Maintaining a high intensity fluorescent signal is imperative to the optimisation of experimental results, but this can be problematic if extracellular antigens are internalised during antibody binding. Therefore, by following tips such as reducing the number of aggregates and, where possible, using monovalent antibodies with fragmented antigen binding, a high intensity signal can be maintained.
How can the cell permeabilization process be optimised?
It can be challenging to pass antibody-based probes through the plasma membrane and therefore cell fixation and permeabilization are fundamental to stain intracellular antigens effectively. Various methods can optimise this process. Firstly, when staining secreted proteins such as cytokines, it can be beneficial to add a protein transport inhibitor before the permeabilization stage to confine the cytokine. Also, in intracellular staining procedures, we advise staining for surface markers before commencing the permeabilization phase. This is recommended as the process can alter certain epitopes and subsequently hinder the validity of observations. Finally, we recommend completing sample stimulation before surface staining. This is endorsed as antibody-antigen surface binding can incite cells and alter the expression of intracellular signalling proteins.
How can the choice of permeabilising agent affect the results?
Using the correct permeabilising agent for the research experiment is central to correct data interpretation. We suggest avoiding agents such as Tween if possible, as Tween can lyse cells during prolonged incubation. Comparatively, Saponin does not change the antigen epitopes and can, therefore, be used in later staining. Agents such as Methanol are compatible with a majority of antigens, but not all fluorochromes can tolerate Methanol, highlighting the need to thoroughly research the appropriate agent for your experiment before commencing the research.
Are there ways to reduce the risk of loss of epitope?
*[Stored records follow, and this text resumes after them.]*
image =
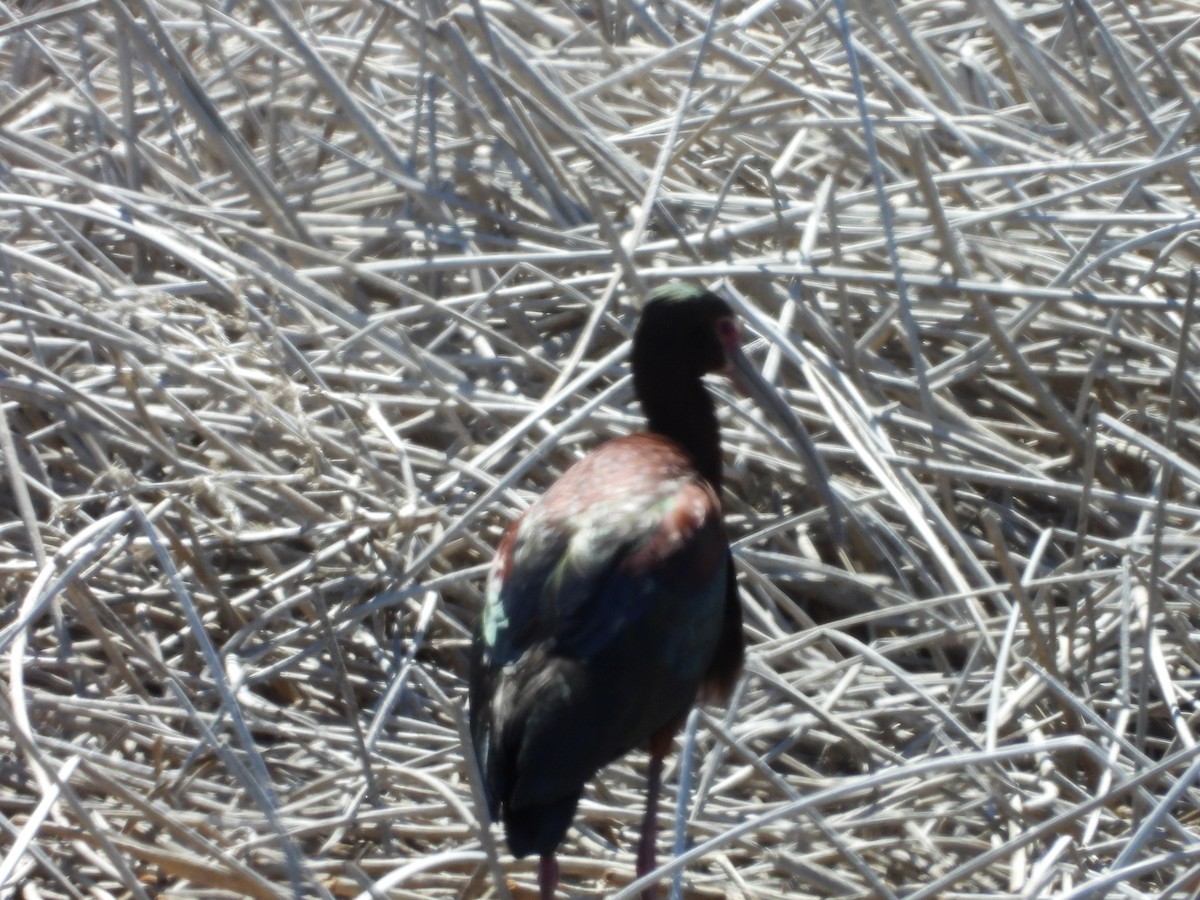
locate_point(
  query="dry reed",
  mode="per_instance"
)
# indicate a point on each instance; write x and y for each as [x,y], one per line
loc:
[301,303]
Yes, there are a few different tips which can be used to help prevent a loss of epitope. Firstly, fixing the sample for too long can increase the risk; therefore, stringent time management during the fixing stage is recommended. In most cases, the sample should not be fixed for more than 15 minutes. Similarly, keeping the sample on ice can help to reduce the chances of epitope loss by preserving activity at a low temperature. Finally, using too much paraformaldehyde, which releases methanol in its breakdown, is also associated with a loss of epitope. We advise using only 1% paraformaldehyde.
Is there a way to determine the amount of background signal?
The extent of background noise can be ascertained by always using an appropriate experimental control. It is advised that a negative control, which is of the same isotype as the labelled antibody, is included as a comparison against which the background signal can be based. Consequently, we recommend including a sample of unstained cells which have been incubated and analysed in tandem with the experimental sample.
Is there an optimal time period between stimulation and experimentation?
In order to limit the variability and staining intensity, stimulate the cell populations at the same time. It is recommended that a buffer is used to freeze the sample and all populations are thawed as one, approximately two hours before analysis. Likewise, running all of the samples in one batch can limit degradation and variability.
Ultimately, whether it is used as a single process or in combination with other analytical techniques, flow cytometry represents a swift and efficient means of antibody analysis. Through appropriate sample preparation, agent choice and time management, researchers can utilise this favoured technique in a way that significantly reduces the risk of experimental error. In doing so, both time and finances can be saved in the face of reliable and dependable research.